The Murky History of the Brass Monkey
If you grew up in the ‘90s, you probably became first acquainted with Brass Monkeys through the Beastie Boys song of the same name. That, or through a party that served up malt liquor with a splash of Tropicana as their signature drink. There’s no denying that the Beastie Boys were responsible for popularizing the Brass Monkey, but the origins of the drink are much more mysterious.

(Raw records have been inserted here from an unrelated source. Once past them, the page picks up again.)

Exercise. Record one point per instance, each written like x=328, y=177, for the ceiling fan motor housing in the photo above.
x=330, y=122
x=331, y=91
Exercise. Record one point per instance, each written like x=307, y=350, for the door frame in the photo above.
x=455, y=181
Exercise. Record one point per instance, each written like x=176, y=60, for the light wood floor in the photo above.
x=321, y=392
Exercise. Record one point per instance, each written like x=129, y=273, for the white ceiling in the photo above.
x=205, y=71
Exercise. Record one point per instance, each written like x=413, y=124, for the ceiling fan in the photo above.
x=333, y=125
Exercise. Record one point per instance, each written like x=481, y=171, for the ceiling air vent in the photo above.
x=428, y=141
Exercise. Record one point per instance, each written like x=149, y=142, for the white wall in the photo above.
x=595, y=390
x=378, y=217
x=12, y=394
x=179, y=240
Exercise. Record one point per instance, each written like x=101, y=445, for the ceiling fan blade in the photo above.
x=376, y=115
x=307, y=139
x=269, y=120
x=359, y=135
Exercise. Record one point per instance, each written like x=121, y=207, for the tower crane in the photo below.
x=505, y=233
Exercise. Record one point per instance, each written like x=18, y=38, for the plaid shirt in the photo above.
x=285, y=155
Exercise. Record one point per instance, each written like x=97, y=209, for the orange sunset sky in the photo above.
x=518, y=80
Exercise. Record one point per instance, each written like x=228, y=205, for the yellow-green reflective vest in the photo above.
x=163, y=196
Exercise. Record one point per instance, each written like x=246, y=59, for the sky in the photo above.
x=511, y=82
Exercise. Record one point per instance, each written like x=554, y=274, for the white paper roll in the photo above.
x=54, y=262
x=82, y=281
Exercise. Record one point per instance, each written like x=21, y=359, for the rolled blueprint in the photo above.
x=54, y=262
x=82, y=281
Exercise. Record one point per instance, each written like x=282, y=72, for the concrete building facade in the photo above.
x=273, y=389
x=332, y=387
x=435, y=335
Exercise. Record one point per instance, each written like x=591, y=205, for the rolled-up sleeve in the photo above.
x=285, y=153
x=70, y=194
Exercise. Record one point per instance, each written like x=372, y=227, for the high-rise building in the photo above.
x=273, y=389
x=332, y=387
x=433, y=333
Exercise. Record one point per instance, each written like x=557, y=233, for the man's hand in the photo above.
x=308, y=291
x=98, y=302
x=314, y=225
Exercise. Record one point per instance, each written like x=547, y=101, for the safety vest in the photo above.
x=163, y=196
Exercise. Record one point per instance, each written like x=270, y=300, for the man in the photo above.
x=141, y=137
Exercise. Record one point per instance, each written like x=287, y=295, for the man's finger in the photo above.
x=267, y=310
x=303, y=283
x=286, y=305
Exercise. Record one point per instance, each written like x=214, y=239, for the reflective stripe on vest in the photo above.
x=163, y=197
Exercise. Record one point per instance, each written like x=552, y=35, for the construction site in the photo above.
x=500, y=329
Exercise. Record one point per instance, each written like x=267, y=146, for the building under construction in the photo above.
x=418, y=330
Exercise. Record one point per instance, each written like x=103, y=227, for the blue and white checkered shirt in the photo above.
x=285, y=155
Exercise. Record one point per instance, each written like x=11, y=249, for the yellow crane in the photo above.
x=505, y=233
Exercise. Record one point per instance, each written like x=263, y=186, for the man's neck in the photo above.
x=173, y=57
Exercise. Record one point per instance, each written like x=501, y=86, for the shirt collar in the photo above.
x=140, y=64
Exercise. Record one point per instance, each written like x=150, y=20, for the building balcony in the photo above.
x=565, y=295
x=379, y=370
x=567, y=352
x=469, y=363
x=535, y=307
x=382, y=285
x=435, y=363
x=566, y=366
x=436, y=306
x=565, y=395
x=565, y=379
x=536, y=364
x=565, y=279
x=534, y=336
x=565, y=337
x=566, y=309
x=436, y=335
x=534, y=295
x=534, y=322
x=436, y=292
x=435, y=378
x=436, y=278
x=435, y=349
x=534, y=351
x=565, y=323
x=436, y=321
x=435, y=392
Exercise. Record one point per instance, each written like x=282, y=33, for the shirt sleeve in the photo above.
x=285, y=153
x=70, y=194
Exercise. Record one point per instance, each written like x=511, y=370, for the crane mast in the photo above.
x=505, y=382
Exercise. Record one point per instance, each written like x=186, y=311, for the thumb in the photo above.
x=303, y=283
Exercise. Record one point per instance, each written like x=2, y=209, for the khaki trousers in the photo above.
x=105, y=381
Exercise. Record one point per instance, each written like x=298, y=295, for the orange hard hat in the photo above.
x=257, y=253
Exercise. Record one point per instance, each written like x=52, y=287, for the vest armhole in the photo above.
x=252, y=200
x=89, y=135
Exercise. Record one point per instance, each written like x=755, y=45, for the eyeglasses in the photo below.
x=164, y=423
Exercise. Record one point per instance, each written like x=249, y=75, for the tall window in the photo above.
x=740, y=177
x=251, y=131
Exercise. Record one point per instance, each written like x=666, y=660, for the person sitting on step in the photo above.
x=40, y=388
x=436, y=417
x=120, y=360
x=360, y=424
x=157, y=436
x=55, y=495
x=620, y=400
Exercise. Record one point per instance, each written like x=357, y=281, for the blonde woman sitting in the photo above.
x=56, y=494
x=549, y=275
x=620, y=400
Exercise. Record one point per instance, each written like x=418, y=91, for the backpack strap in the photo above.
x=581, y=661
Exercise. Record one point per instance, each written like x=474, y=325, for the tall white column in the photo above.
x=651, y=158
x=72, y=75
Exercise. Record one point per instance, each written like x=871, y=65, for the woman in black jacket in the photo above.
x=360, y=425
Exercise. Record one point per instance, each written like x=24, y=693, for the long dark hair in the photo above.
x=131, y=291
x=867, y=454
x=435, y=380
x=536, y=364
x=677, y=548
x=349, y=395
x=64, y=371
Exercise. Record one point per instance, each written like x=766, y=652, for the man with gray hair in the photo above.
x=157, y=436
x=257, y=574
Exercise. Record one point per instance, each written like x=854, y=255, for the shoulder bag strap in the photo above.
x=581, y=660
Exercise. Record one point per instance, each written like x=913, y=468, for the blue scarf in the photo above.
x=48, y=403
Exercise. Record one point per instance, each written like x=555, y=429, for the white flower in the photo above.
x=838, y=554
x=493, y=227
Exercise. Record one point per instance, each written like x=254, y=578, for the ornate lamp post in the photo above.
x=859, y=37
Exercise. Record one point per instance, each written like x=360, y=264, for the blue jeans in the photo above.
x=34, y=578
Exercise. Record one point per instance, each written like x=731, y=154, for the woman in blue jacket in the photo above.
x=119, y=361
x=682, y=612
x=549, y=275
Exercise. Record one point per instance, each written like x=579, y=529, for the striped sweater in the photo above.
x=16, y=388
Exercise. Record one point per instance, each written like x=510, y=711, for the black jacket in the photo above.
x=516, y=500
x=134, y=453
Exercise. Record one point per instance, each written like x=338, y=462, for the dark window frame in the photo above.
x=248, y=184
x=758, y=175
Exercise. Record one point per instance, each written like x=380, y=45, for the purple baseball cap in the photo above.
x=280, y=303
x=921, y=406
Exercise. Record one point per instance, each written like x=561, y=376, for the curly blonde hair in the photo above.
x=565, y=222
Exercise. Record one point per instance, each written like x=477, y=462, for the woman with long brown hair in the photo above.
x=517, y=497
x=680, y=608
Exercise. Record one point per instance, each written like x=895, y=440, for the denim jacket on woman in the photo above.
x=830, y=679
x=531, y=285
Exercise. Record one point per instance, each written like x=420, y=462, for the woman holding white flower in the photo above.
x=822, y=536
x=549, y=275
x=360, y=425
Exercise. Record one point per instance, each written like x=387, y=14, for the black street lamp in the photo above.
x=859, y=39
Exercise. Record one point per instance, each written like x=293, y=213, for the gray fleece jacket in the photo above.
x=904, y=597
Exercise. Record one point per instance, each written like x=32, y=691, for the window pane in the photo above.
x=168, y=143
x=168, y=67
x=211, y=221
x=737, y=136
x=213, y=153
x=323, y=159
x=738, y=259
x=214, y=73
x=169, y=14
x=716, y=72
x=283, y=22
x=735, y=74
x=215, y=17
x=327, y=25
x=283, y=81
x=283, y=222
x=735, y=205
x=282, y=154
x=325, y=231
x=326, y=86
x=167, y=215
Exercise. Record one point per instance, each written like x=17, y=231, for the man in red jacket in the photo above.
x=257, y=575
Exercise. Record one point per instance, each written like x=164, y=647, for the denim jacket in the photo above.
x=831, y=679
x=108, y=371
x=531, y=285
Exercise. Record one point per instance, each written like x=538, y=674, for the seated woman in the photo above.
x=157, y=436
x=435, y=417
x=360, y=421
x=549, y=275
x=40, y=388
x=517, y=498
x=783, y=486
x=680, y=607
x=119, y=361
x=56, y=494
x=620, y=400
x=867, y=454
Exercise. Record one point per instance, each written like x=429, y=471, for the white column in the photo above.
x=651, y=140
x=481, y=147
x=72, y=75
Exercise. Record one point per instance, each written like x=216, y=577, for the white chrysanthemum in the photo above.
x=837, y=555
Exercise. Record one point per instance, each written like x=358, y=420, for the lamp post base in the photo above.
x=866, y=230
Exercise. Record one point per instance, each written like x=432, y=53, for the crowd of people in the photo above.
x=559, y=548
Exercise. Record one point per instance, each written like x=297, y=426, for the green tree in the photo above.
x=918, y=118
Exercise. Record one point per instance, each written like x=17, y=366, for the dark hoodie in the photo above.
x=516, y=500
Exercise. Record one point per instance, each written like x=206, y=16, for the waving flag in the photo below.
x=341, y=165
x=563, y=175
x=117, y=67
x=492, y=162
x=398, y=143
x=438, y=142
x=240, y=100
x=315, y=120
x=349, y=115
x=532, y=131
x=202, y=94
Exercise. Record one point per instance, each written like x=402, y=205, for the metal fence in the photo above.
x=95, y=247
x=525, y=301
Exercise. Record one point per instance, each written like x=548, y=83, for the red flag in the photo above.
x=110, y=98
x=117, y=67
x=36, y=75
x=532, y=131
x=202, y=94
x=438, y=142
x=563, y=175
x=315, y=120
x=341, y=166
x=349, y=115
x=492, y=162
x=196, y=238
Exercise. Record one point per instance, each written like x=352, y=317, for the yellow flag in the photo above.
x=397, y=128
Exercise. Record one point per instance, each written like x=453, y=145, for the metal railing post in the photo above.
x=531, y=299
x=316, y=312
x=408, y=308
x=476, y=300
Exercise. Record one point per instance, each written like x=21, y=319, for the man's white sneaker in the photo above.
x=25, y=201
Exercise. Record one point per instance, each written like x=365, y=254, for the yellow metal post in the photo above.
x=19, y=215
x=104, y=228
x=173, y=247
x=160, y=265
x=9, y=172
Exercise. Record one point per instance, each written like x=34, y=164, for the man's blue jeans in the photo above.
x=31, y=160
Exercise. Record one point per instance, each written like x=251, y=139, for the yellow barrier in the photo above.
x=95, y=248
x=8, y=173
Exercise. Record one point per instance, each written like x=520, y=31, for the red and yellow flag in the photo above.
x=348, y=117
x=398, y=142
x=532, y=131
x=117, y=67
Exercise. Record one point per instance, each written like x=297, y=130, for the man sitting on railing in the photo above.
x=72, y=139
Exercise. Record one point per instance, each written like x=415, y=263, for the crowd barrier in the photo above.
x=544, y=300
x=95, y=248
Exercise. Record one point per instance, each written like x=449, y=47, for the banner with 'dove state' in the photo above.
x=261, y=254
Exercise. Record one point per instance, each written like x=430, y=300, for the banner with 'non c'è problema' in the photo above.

In fact, the Brass Monkey they were rapping about was not orange juice and beer (or malt liquor), but a canned precursor to Smirnoff Ice.
Indeed, there are two different kinds of Brass Monkeys out there: One is a mixture of malt liquor and orange juice and the other is a premixed cocktail “beverage” produced by the Heublein Company in the '70s up until the '90s, that consisted of orange juice, vodka, and dark rum. While the legitimacy behind the origin story of the canned Brass Monkey is questionable, the story goes that the drink was named after a popular club in Macau, China after World War II.
But it also might have its origins in the colorful colloquialism ”cold enough to freeze the balls off a brass monkey,” a phrase that originated in the mid 19th century. Some say the phrase came by way of a British sailor, others insist it was born in Australia. Kate Douglas Wiggin’s The Story of Waitstill Baxter, written in 1913, includes the sentence: “The little feller, now, is smart’s a whip, an’ could talk the tail off a brass monkey.”
It’s shockingly hard to find any information about the origin story of the real Brass Monkey. In fact, a number of popular cocktails—the Bloody Mary, Cosmopolitan—have competing origin stories, perhaps because drinking histories can be the least reliable of all. Whose idea was it to pour orange juice into their forty? Where did it come from? There are some theories out there.
“The Brass Monkey’s origins are cloaked in mystery and has been a point of contention for years,” says Tre Stillwagon, bartender at Greenwich Village’s Analogue. “Whether it be the argument that it’s a poor man’s shandy, shoddily constructed at a bodega with one part malt liquor to one part orange juice or one of the fallen soldiers of the punk cocktail era consisting of tequila, gin, sour mix, grapefruit and orange juice, we can all agree that this is one of those libations that is perplexing in the sheer amount of intrigue it’s stirred up.”
Regardless of Stillwagon’s dissection of the “poor man’s shandy,” he was able to offer up some information on the real Brass Monkey—the one the Beastie Boys rapped about back in 1986. “The actual drink that is originally referred to in the titular song was actually fairly interesting in that it was one of the first pre-batched cocktails ever produced next to rock and rye. The Heublein company fabricated an entire elaborate marketing scheme that was rife with tales of World War II espionage and perplexity about it. I don’t think I'd like to consume the Brass Monkey anytime soon, though I’ve never been one to turn my cheek to a cocktail adventure.”
It seems that no one has a clue as to the origins of the Brass Monkey, even the managing partner of a NYC bar called Brass Monkey.
“I'm guessing you're inquiring about the Brass Monkey drink which is half a forty (generally Old English) of malt liquor with orange juice,” says Marisol de la Rosa. “We don't serve a brass monkey. Also, our bar is not named after that brass monkey, but rather the nautical term ‘cold enough to freeze the balls off a brass monkey.’”
Ad Roc might be disappointed. The rest of us? Hey, whatever works, right? If you want to mix your forty with orange juice, do so with gusto and reckless abandon. You chug that mixed drink like you’re a ten-year-old chugging… well… regular orange juice. As for the Brass Monkey the Beastie Boys sang about so many years ago? Pour one out.